The Australian Prudential Regulation Authority (APRA) has not ruled out taking further action to enforce valuation and liquidity risk governance demands after finding a dozen superannuation trustees failed to meet requirements.
The findings indicate 12 super funds require material improvements in either or both their valuation governance or liquidity risk management frameworks to meet APRA’s governance framework.
The 12-month review, which commenced in December 2023, probed 23 in-scope trustees examined, representing around 80 per cent of total assets managed by APRA-regulated superannuation entities.
It follows APRA adjusting Prudential Standard SPS 530 Investment Governance (SPS 530) in January 2023 to expand the requirements for super trustees related to valuations and liquidity management, as assets of APRA-regulated superannuation entities amounted to approximately $2.7 trillion as of 30 June 2024.
Of this, $500bn was invested in unlisted assets such as property, infrastructure, credit and equity.
APRA deputy chair Margaret Cole said the regulator would not hesitate to take further action where necessary to enforce the provisions of SPS 530 and related regulations, including the responsibilities of relevant accountable persons under the upcoming Financial Accountability Regime.
“These latest review findings are concerning and indicative of the fact that many trustees have more work to do to lift their valuation and liquidity risk management practices. APRA expects trustees to review these findings carefully and formulate appropriate remediation plans where needed,” Ms Cole said.
“Trustees must ensure they have timely and reliable information on the value of assets when making investment decisions. They also need to have effective processes in place to manage liquidity risk.”
The review found while trustee capability and approach have generally improved since APRA’s last unlisted asset review in 2021, a significant proportion of trustees still displayed material gaps in key areas.
APRA will engage with those licensees identified as having deficiencies and will expect them to formulate appropriate and timely remediation plan.
In relation to unlisted asset valuation governance, particular weaknesses were observed in the areas of board oversight and conflict of interest management, revaluation frequency and triggers, valuation control, and fair value reporting.
For liquidity risk management there were particular weaknesses observed in the areas of liquidity stress trigger frameworks, unlisted asset liquidity risks and liquidity action plans.

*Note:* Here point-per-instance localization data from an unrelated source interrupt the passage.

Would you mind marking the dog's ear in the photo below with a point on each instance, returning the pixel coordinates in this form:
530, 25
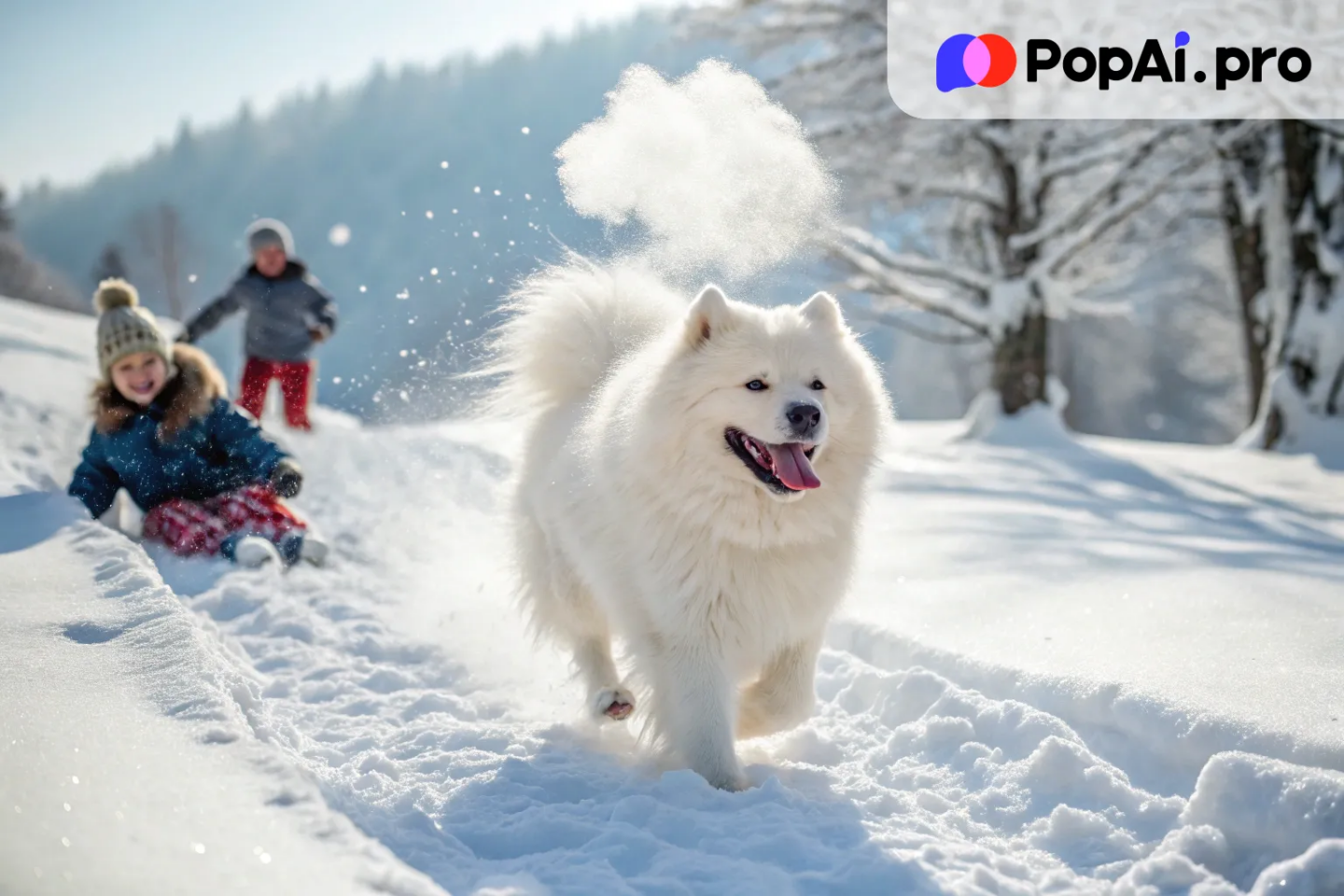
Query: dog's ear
824, 311
707, 317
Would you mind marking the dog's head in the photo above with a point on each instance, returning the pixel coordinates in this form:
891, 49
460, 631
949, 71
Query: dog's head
769, 394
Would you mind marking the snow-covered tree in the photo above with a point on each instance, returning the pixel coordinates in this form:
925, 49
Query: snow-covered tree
1283, 207
1016, 219
6, 216
110, 263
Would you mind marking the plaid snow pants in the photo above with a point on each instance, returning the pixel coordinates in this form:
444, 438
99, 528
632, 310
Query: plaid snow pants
204, 526
296, 387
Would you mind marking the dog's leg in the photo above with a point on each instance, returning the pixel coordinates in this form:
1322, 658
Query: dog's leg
608, 696
564, 609
693, 707
784, 694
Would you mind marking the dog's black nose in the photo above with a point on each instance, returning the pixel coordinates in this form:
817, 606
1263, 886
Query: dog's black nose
804, 419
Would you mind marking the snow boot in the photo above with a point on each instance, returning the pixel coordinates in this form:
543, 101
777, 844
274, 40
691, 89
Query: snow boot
304, 546
254, 553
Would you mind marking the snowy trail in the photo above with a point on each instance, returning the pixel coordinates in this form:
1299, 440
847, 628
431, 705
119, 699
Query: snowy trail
940, 761
403, 679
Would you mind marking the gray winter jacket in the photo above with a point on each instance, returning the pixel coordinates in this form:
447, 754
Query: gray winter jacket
281, 314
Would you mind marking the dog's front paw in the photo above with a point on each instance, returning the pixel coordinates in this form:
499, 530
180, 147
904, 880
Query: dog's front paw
614, 704
730, 779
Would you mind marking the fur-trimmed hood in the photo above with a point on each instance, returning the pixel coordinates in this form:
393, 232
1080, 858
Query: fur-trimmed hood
189, 394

Overall, APRA observed the need for greater inclusion of independent committee members with specialist knowledge concerning individual unlisted asset classes.
Superannuation funds have been in the spotlight amid a series of missteps including the Wayne Swan-led Cbus, which spent almost $400,000 on a party earlier this year, after it had allegedly mishandled $20m in insurance money and in some cases took more than a year to pay out death benefits or disability payments.
Last month, AustralianSuper said it would repay $4.2m to families of deceased members as compensation for taking too long to process their death benefit claims.
All MySuper superannuation funds passed the prudential regulator’s Your Future, Your Super performance test for the first time in the 2024 fiscal year, while backers of 37 trustee-directed products which failed will have to write to their members in the coming weeks.